La mayoría de los ciudadanos está en contra de que ante cualquier expresión de demanda mapuche, la primera respuesta gubernamental sea represión, amenazas vociferantes y culpar a los de “radicales”. Acusar la presencia de extranjeros o de chilenos que “no son mapuche” de cultivar la violencia sin denunciarlo a la justicia, ha llevado al Fiscal Nacional a exigir al Intendente la presentación de pruebas. La participación solidaria en apoyo de las demandas mapuche, demuestra que ésta materia si importa a la mayoría de este país. Nadie tiene el derecho a pensar que esta solidaridad es ilegítima e ilegal.

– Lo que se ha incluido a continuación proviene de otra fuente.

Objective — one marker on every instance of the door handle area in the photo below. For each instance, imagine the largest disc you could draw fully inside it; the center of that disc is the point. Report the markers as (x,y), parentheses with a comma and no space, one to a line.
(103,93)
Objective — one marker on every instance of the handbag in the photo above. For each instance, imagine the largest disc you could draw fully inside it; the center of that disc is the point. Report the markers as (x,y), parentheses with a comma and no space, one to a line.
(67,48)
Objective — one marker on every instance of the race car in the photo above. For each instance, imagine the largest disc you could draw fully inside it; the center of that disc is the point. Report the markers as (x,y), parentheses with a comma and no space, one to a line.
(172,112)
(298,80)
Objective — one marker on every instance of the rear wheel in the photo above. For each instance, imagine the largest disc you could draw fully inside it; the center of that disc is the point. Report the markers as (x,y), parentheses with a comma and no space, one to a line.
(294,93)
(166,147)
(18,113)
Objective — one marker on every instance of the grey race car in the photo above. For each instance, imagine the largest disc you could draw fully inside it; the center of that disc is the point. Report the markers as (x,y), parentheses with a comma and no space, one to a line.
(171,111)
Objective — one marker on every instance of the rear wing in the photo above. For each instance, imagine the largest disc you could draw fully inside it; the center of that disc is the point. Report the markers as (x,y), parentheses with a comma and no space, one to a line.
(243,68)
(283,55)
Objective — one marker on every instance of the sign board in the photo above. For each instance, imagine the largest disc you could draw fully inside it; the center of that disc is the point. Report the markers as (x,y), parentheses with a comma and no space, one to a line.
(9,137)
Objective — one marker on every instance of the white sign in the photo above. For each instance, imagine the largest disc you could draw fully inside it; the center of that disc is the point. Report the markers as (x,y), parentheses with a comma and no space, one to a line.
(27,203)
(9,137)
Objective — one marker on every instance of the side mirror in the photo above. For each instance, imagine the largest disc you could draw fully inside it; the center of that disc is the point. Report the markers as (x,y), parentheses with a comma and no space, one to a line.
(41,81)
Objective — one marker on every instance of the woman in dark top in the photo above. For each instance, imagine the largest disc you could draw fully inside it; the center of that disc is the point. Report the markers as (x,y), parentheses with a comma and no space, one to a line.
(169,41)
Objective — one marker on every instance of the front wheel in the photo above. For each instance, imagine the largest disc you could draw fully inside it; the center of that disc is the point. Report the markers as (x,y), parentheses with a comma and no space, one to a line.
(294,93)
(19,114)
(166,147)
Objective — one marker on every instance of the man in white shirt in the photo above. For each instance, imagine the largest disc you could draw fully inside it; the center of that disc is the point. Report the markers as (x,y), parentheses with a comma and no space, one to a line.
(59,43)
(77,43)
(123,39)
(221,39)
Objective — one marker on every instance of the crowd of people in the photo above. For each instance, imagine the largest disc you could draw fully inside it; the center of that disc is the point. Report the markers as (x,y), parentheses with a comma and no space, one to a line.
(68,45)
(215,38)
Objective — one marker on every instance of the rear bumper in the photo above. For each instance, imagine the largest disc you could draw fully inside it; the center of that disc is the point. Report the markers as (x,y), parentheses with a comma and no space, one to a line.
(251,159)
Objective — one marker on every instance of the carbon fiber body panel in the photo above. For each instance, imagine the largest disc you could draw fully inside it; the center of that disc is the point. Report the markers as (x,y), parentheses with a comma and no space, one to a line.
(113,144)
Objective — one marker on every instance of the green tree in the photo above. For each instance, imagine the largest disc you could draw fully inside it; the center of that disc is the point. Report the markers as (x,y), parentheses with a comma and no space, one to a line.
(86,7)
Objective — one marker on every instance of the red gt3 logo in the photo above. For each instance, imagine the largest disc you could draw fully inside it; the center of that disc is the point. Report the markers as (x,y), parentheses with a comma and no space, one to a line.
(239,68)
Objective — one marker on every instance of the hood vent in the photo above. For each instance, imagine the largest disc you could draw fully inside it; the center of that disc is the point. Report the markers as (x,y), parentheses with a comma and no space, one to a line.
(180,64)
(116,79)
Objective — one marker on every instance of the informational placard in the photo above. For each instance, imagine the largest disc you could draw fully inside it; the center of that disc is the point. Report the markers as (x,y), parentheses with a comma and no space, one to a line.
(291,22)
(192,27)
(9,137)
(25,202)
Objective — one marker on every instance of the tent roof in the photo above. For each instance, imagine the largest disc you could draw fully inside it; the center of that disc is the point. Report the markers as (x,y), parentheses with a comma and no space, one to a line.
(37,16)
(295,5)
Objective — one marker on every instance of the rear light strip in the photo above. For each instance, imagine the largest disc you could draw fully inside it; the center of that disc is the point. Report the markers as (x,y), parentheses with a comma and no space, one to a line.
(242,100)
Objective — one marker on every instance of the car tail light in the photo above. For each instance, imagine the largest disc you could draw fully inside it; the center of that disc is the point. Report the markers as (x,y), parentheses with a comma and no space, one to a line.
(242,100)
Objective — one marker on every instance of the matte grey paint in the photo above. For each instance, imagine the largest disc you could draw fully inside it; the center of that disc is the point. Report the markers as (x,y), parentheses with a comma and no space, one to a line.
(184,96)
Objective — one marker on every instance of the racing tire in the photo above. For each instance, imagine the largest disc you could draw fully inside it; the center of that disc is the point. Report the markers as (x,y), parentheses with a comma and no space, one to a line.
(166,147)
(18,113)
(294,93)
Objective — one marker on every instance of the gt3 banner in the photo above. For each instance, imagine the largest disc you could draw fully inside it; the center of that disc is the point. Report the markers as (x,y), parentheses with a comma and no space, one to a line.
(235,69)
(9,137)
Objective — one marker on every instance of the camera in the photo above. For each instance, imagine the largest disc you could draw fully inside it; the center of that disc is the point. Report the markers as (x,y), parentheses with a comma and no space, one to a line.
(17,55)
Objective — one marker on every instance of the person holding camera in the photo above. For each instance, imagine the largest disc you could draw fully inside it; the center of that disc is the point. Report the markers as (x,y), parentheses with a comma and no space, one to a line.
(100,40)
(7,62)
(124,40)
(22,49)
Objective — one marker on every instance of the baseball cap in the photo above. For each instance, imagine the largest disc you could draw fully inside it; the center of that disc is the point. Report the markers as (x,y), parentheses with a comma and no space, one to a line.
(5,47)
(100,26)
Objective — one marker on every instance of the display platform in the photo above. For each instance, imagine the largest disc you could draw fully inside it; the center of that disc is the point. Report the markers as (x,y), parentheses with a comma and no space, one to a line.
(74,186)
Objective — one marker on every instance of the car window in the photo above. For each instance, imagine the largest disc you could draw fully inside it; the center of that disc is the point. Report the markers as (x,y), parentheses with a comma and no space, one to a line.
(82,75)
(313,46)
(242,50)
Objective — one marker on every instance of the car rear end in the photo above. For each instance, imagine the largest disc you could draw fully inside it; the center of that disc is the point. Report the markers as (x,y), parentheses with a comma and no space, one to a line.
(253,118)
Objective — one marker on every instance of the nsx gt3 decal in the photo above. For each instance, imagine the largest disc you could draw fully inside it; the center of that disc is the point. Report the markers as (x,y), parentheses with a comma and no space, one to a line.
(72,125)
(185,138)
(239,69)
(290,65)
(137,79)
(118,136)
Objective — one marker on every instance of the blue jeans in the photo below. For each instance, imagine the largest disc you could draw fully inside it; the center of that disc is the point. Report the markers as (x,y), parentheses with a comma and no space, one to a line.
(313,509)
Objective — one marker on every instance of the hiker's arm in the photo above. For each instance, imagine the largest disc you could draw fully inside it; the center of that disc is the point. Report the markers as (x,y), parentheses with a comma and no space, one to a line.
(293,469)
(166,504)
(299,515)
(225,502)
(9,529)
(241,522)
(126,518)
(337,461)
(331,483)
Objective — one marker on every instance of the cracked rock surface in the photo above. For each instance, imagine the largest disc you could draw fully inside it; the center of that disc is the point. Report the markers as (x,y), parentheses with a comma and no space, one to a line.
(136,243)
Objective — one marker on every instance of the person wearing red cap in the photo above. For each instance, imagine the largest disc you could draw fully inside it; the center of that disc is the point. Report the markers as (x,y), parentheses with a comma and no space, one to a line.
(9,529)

Un gobierno que no dialoga, no construye democracia, no contribuye a crear confianza entre los ciudadanos y las instituciones; puede llevar al país a situaciones lamentables para el desarrollo de una sociedad madura fundada en el respeto por los derechos.

Esta maniobra le ha estallado en las manos en cada una de las movilizaciones. Ha pasado en el tratamiento a la huelga de hambre, los arrestos domiciliarios de dirigentes sin razón convincente, y ahora acusaciones y relatos sin fundamento y/o contradictorios en el lamentable y repudiable asesinato del Carabinero Albornoz, lo demuestran. Todo crimen hay que investigarlo y castigarlo con toda la fuerza de la ley como lo expresó el General Director de Carabineros. Pero la misma fuerza y actitud se habría esperado de la Dirección de Carabineros cuando Mendoza Collío murió baleado -por la espalda- por Carabineros.

De otra parte, la actuación del Ministerio Público y los Fiscales en La Araucanía, merecen una revisión desde el punto de su actuación histórica en esta materia. Ellos no cuentan con la confianza de los ciudadanos y menos del pueblo mapuche.

Un Gobierno que no dialoga, no construye democracia, no contribuye a crear confianza entre los ciudadanos y las instituciones; puede llevar al país a situaciones lamentables para el desarrollo de una sociedad madura fundada en el respeto por los derechos.

La reivindicación mapuche es legítima. No piden nada más que el respeto por los tratados internacionales suscritos por el Estado de Chile. Ésta, por lo demás, cuenta con apoyo de la mayoría ciudadana, como lo demuestra la encuesta publicada por la UDP, cuyos resultados indican que la sociedad reconoce la discriminación hacia el pueblo mapuche y aprueban el reconocimiento constitucional de sus derechos (90,6%), y aceptan (77%) la ley de cuotas para su representación en el Congreso.

Chile requiere una conducción política que responda a lo que la ciudadanía demanda respecto del tratamiento a nuestros pueblos originarios.